Varela-Nieto Isabel, de la Rosa Enrique J, Valenciano Ana I, León Yolanda
Instituto de Investigaciones Biomédicas "Alberto Sols," Consejo Superior de Investigaciones Científicas-Universidad Autónoma de Madrid (CSIC-UAM), Arturo Duperier 4, E-28029 Madrid, Spain.
Mol Neurobiol. 2003 Aug;28(1):23-50. doi: 10.1385/MN:28:1:23.
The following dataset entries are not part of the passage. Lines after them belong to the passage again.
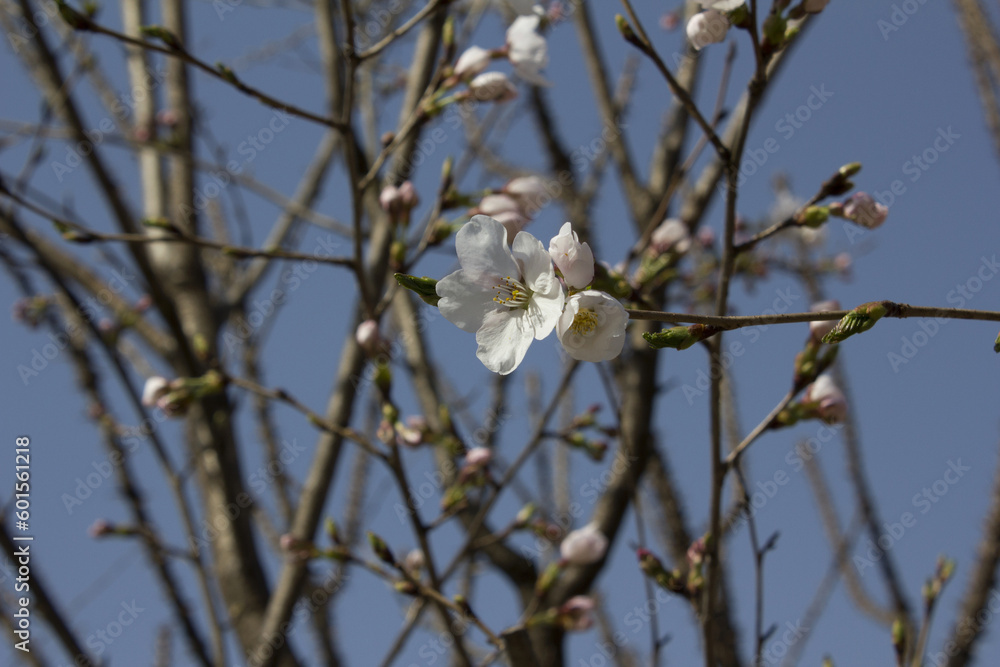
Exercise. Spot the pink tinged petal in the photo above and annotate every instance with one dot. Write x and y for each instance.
(464, 302)
(481, 245)
(474, 60)
(574, 259)
(503, 340)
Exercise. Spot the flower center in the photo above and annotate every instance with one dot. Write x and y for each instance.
(511, 293)
(584, 322)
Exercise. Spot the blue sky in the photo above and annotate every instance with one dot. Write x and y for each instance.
(895, 100)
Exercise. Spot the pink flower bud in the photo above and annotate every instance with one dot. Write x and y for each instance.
(584, 546)
(156, 388)
(492, 87)
(575, 613)
(414, 561)
(100, 528)
(862, 209)
(389, 198)
(478, 457)
(574, 259)
(671, 236)
(408, 195)
(831, 403)
(472, 62)
(708, 27)
(367, 335)
(820, 328)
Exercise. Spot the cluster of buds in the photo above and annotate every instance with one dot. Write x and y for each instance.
(687, 583)
(175, 396)
(514, 205)
(943, 571)
(574, 615)
(524, 47)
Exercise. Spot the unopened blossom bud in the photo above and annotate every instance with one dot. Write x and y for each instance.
(584, 546)
(367, 336)
(842, 262)
(574, 259)
(708, 27)
(408, 195)
(100, 528)
(670, 236)
(156, 388)
(472, 62)
(389, 199)
(831, 403)
(492, 87)
(863, 210)
(478, 457)
(527, 49)
(820, 328)
(414, 561)
(575, 613)
(380, 548)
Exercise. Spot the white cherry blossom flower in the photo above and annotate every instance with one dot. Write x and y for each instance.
(592, 327)
(156, 387)
(832, 404)
(584, 546)
(492, 87)
(473, 61)
(707, 27)
(574, 259)
(508, 296)
(527, 49)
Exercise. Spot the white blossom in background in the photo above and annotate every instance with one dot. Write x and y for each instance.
(831, 402)
(707, 27)
(584, 546)
(474, 60)
(508, 296)
(155, 388)
(820, 328)
(574, 259)
(527, 49)
(592, 327)
(722, 5)
(492, 87)
(862, 209)
(671, 236)
(531, 192)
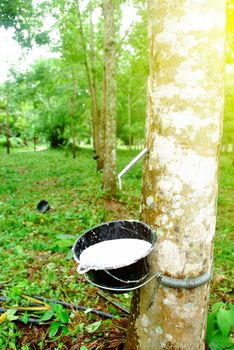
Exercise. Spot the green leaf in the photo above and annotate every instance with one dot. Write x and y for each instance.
(231, 307)
(216, 306)
(224, 321)
(54, 327)
(69, 255)
(219, 342)
(11, 314)
(56, 307)
(88, 310)
(25, 317)
(65, 331)
(210, 327)
(93, 327)
(63, 316)
(47, 315)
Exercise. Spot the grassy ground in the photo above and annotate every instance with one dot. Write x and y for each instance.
(35, 248)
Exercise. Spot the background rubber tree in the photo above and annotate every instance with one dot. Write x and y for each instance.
(185, 109)
(109, 100)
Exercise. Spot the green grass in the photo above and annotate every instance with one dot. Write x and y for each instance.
(35, 248)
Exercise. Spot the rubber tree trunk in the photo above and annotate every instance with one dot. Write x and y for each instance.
(184, 122)
(109, 173)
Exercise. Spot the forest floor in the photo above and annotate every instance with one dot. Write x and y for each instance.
(35, 249)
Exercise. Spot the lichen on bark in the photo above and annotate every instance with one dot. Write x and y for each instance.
(183, 131)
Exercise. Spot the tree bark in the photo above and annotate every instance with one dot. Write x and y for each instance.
(109, 177)
(91, 78)
(184, 122)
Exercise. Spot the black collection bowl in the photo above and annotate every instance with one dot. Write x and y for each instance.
(124, 278)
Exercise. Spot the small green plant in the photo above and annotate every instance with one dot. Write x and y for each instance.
(61, 318)
(219, 324)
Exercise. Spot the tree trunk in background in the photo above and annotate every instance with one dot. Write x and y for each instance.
(109, 177)
(89, 63)
(185, 107)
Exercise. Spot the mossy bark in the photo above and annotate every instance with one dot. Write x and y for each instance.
(184, 123)
(109, 176)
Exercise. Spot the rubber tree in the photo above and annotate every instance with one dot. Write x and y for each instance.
(184, 122)
(109, 94)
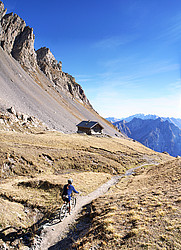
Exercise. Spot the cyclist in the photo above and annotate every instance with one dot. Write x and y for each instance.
(67, 191)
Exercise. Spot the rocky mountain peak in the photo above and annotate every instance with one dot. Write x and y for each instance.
(17, 39)
(44, 56)
(23, 49)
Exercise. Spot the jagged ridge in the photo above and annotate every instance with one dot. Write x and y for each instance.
(17, 39)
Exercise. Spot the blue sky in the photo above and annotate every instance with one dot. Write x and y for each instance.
(126, 54)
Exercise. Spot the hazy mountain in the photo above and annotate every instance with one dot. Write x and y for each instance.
(112, 119)
(158, 134)
(33, 81)
(175, 121)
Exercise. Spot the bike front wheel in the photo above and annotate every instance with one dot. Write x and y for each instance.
(63, 211)
(73, 202)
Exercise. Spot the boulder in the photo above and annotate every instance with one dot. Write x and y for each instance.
(12, 26)
(23, 49)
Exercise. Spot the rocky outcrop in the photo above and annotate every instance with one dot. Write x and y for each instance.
(17, 39)
(53, 70)
(23, 49)
(2, 13)
(12, 26)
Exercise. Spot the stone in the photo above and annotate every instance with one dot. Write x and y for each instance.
(53, 70)
(12, 26)
(2, 13)
(23, 49)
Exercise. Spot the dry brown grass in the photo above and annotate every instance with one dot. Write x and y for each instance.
(53, 152)
(146, 215)
(34, 167)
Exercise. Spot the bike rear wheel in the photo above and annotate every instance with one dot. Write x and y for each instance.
(63, 211)
(73, 202)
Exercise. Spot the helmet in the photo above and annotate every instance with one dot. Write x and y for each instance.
(70, 181)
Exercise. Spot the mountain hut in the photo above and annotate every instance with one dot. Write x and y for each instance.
(89, 127)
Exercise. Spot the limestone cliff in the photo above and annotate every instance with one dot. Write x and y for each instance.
(53, 70)
(17, 39)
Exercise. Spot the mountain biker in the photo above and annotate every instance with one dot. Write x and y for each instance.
(67, 191)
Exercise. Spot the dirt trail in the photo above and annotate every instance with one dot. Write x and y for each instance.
(52, 234)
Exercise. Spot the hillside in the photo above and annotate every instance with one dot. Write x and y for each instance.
(36, 163)
(141, 212)
(156, 134)
(34, 84)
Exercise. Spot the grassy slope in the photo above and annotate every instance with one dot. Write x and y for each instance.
(141, 212)
(34, 167)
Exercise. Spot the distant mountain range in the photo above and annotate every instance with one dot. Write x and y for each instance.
(175, 121)
(159, 134)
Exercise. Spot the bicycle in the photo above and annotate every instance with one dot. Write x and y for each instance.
(65, 208)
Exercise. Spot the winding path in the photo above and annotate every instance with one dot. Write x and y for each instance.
(52, 234)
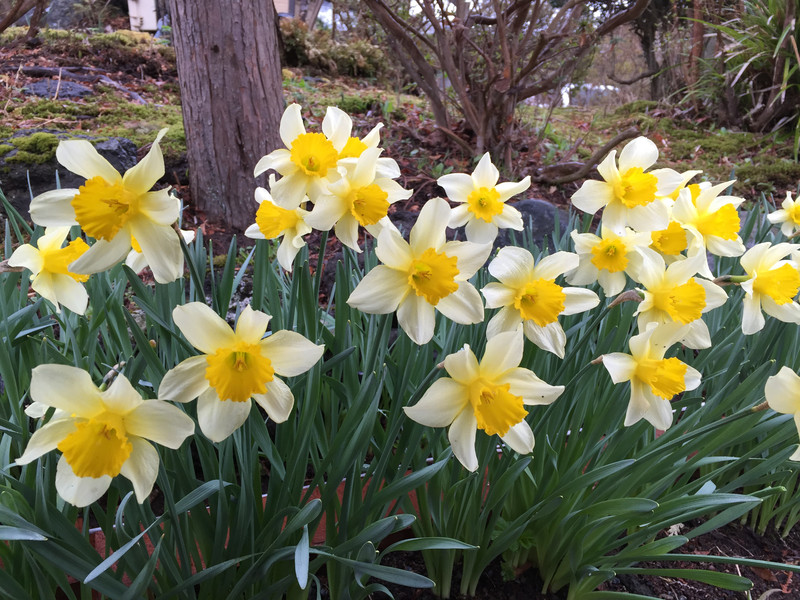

Programmed cell death is an essential process for proper neural development. Cell death, with its similar regulatory and executory mechanisms, also contributes to the origin or progression of many or even all neurodegenerative diseases. An understanding of the mechanisms that regulate cell death during neural development may provide new targets and tools to prevent neurodegeneration. Many studies that have focused mainly on insulin-like growth factor-I (IGF-I), have shown that insulin-related growth factors are widely expressed in the developing and adult nervous system, and positively modulate a number of processes during neural development, as well as in adult neuronal and glial physiology. These factors also show neuroprotective effects following neural damage. Although some specific actions have been demonstrated to be anti-apoptotic, we propose that a broad neuroprotective role is the foundation for many of the observed functions of the insulin-related growth factors, whose therapeutical potential for nervous system disorders may be greater than currently accepted.
程序性细胞死亡是神经正常发育的一个重要过程。细胞死亡具有相似的调节和执行机制,也与许多甚至所有神经退行性疾病的起源或进展有关。了解神经发育过程中调节细胞死亡的机制可能会为预防神经退行性变提供新的靶点和工具。许多主要聚焦于胰岛素样生长因子-I(IGF-I)的研究表明,胰岛素相关生长因子在发育中的和成年神经系统中广泛表达,并在神经发育过程以及成年神经元和神经胶质细胞生理学中对许多过程产生正向调节作用。这些因子在神经损伤后也表现出神经保护作用。尽管已证明一些特定作用具有抗凋亡作用,但我们认为广泛的神经保护作用是胰岛素相关生长因子许多已观察到的功能的基础,其对神经系统疾病的治疗潜力可能比目前所公认的更大。